Originally Posted December 10, 2017
“What are you so afraid of?” he asked.
My ex, my parents, and most recently my roommate have asked me this. I shrugged them all off. Except Richard.
My roommate (whom we will call Richard) convinced me to go on a walk with him one night. I was reluctant due to the late hour, but I went anyway. As he walked calmly while I, in a paranoid tizzy, nearly sprinted, he asked the pivotal question. “What are you so afraid of?” Upon my silence, he suggested “Murderers? Rapists?”. I shook my head and answered blandly, “Not rapists, but yes, thieves and murderers.”
Silence once again. Nothing but the sound of cars humming by and our footsteps occasionally crunching over dead, dry autumn leaves. After a few moments, with a kind and curious breath, he asked “Why? Has anything ever happened to you?”

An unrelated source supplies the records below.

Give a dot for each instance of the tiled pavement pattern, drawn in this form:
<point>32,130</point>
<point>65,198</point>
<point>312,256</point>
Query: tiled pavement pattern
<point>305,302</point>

He said it so sincerely, without a hint of malice in his voice, so I considered it. For the first time, I did not dismiss that wretched question with a haughty attitude. Before I could gather my thoughts though, he shared his own experiences. “I’ve been run over by cars. I’ve been shot at. Chased by dogs and people. That’s why I ain’t afraid of anything.”
He was so causal in the way he confessed this. It was as if he’d told me the time of day rather than deep personal situations from his life. I considered his words for a few moments more. “I was in a car that spun off the highway once. That’s my only near death experience.”
We continued walking with soft crunches at our feet and gusts of wind breezing past us in the wake of the dozen or so cars still on the road at 10 pm on a weekday night. Occasionally, I broke the trance to add, “Well, an acquaintance of mine once pretended to kidnap me. Though, of course, I didn’t know he was pretending at the time.” or “I was pretty sheltered growing up. Nothing really terrible happened.”.
That makes sense doesn’t it? If you haven’t been exposed to danger or trauma, when something new and unexpected happens that threatens your safety, your body will begin to shake with fear and anticipation. Then you break.
Sometimes, you feel that shaky mess of trepidation so many times that it begins to feel normal. It’s like lifting weights. Maybe you start with five pound shoulder presses as an out of shape slob and it feels like Mount Everest on your trembling, flabby arms, but after weeks, months, or years of that same five pounds it feels as if you have no weight on your shoulders at all.
Why? Because you’ve done this before. Our bodies love to learn through experiences and they are experts at it. Never cared for a baby before? Have fun getting peed on. Grew up with half a dozen younger siblings and raised five of your own? People will be throwing fussy babies at you to deal with.
The same goes for negative experiences. After enough encounters being hit on by creepy men, I’ve learned that kindness only encourages them, even if it is a polite kindness. I’ve also learned that anyone who shows you their knife collection before you’ve known them for at least a month or before you drop any hint that pegs you as a knife aficionado is best given a swift goodbye. That being said, I am not afraid of creepy guys asking for my number as I try to pick out some skittles at the store. This has happened before. After this and other situations, I know how to deal with creepy men.
What I don’t know how to deal with are thieves and murderers. Rapists too I suppose. I have never been in a situation where I have been chased by a dog or shot at, even with a water pistol. I have no prior experience to rely on and no self defense training or other prevention strategy to depend on. I’m not scared of random dog attacks because I grew up with dogs and I know how to behave around aggressive dogs. I am scared of random murderers roaming the streets looking for a thrill because I’ve hardly dealt with angry people, let alone murderous ones.
The unknown and unpredictable. Chaos and helplessness. That’s what I’m so afraid of.
But how to prepare for the unknown and unpredictable? Do what you can now and trust or hope that you will be astute and strong enough to endure the rest.
By the time I came to these conclusions, Richard and I were a couple paces from our apartment. We hadn’t spoken a word for a long while and we didn’t start then. Instead, we went up the stairs in silence, him none the wiser of my life changing revelations.